En un mundo que se globaliza aceleradamente, la experiencia de frontera es constitutiva del nuevo sujeto cultural en construcción: una ciudadanía fronteriza.
Más allá de nuestros instintos migratorios como especie animal, la frontera, en este sentido, es una metáfora que designa a cualquier lugar donde se propicia el encuentro y el intercambio: espacio que potencia la interculturalidad, para contribuir a recrear mundos más amigables.
Es cierto que nuestros países centroamericanos constituyen una franja geopolíticamente estratégica para quienes anacrónicamente, a estas alturas del siglo XXI, continúan queriendo mantener el dominio y la hegemonía en nuestro continente.A esos intereses geopolíticos les sirve que se intensifique cierto tipo de conflictos entre países de esta región: “en río revuelto ganancia de pescadores”.
La tarea de fortalecer los lazos de convivencia pacífica y cooperación intrarregional, se vuelve aún más urgente y estratégica cuando sabemos que, amparados en la lucha contra el narcotráfico, esos añejos intereses, contando con el beneplácito de sus socios en nuestros países, buscan consolidar sus bases de poder en el continente. Nuestra lucha es contra un enemigo histórico: la pobreza y la inequidad.
Mal hacen los países con mayor protagonismo económico y político regional – particularmente quienes enarbolan la bandera de la patria grande y soberana- en no contribuir con más contundencia y decisión a que países pequeños y Estados débiles, como los centroamericanos, se sienten a la mesa del diálogo para dirimir sus conflictos.
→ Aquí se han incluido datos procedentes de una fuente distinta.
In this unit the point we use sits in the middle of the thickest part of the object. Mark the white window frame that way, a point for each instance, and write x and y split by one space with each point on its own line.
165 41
Igualmente, se requiere de una institucionalidad regional con poder y autoridad para salvaguardar la paz y la democracia. Coadyuvar efectivamente a la solución pacífica de conflictos, resulta también particularmente estratégico en países donde una nueva ciudadanía política está emergiendo con fuerza y apostando por la reconstrucción democrática con justicia y equidad.
Las fronteras deben convertirse en trincheras de paz, justicia y solidaridad para superar, de esta manera, su condición de cordones de miseria y abandono. Aunque también, hay que reconocerlo, sus habitantes nos dan lecciones de convivencia pacífica y amigable, generando redes solidarias de intercambio, a diferencia de buena parte de los gobiernos movidos por intereses mezquinos y cortoplacistas, las más de las veces, mediados por el cálculo electoral y económico.
El conflicto que estamos viviendo con Nicaragua muestra el poco empeño que hemos tenido para actuar proactivamente, definiendo con claridad y legalidad nuestros límites territoriales, pero ante todo diseñando políticas y estrategias comunes que propicien el bienestar de las zonas fronterizas como polos de desarrollo humano sostenible. En este campo, es fundamental contar con políticas de estado bien definidas, por parte de todos los países de la región, para evitar que los gobiernos de turno saquen provecho coyuntural de este tipo de conflictos.
El gran desafío para nuestros pueblos centroamericanos -y para todos los pueblos del mundo- es aprender a convivir como ciudadanos fronterizos e interculturales, para reconstruir la “aldea global” con justicia y equidad.